No, actually, she could. Susan had an adversarial relationship with technology, which was a little ironic for a senator on the intelligence committee. Computers were mysterious and vaguely threatening black boxes used mostly by the young, who deliberately made things impossible for older folks to understand. It was like her attitude toward cars. She was willing to drive the car, but if a red light went on in the dashboard display, it was straight to the service station. And she certainly wasn’t going to be jump-starting a dead battery.

He almost groaned but checked himself just in time. The last thing he was going to do was chastise his boss, Senator Susan Robbins of Illinois. That wasn’t exactly how you advanced your career.

“You might have, or you’re not sure, or what?” he said. He felt a little queasy. This couldn’t be happening.

“I usually do. Sometimes the note comes off in my briefcase and I have to dig around for the password. One of those little pink sticky notes.”

“Can you check your briefcase and see if the sticky note is there? If it is—”

She abruptly handed him her briefcase.

But it wasn’t until they reached the Capitol Building that Will was able to take a seat on a bench in one of the anterooms outside the Senate Chamber. He opened the briefcase on his lap and looked for a misplaced little pink adhesive square stuck somewhere.

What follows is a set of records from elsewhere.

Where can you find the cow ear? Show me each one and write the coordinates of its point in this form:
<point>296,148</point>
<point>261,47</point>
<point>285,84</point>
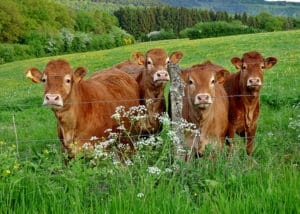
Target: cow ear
<point>139,58</point>
<point>237,62</point>
<point>34,74</point>
<point>176,57</point>
<point>184,75</point>
<point>270,62</point>
<point>80,73</point>
<point>221,76</point>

After going through it several times, minutely, he didn’t find anything. His queasiness had grown stronger, the longer he looked. Now he felt sick.

If Michael Tanner had realized he had the wrong laptop and the passcode was stuck onto the bottom of the laptop, there was no question the guy would enter the code to unlock the computer so he’d know whom to contact.

Oh Jesus. No wonder Tanner was so obviously lying, saying he didn’t have it. He must have gotten into Susan’s computer and realized it belonged to a US senator and looked through it.

Which meant he had quite likely found the top secret documents. They were right there on the computer’s desktop, its opening screen.

And maybe that was why he didn’t want to give it back. What if he didn’t like Susan’s politics and posted something about it on Twitter or Facebook? What if he got in touch with The Wall Street Journal or The New York Times?

His face was hot and prickly. He stood up and walked out of the room and hit Redial.

The Russian answered, “Yes, William?”

“What we talked about before — about, ah, retrieving the object?”

“Yes?”

“I’ve decided. I’d like to pursue that option.”

“Got it.”

“Wait. This doesn’t lead back, right?”

“We do all the time. Routinely. Our people are good. No, is no possible connection.”

“I need absolute assurance on that.”

“I am giving to you. Is no way to connect to you.”

“Okay,” Will said thickly. He wanted to sound decisive, but his mouth had gone dry. “Let’s do it.”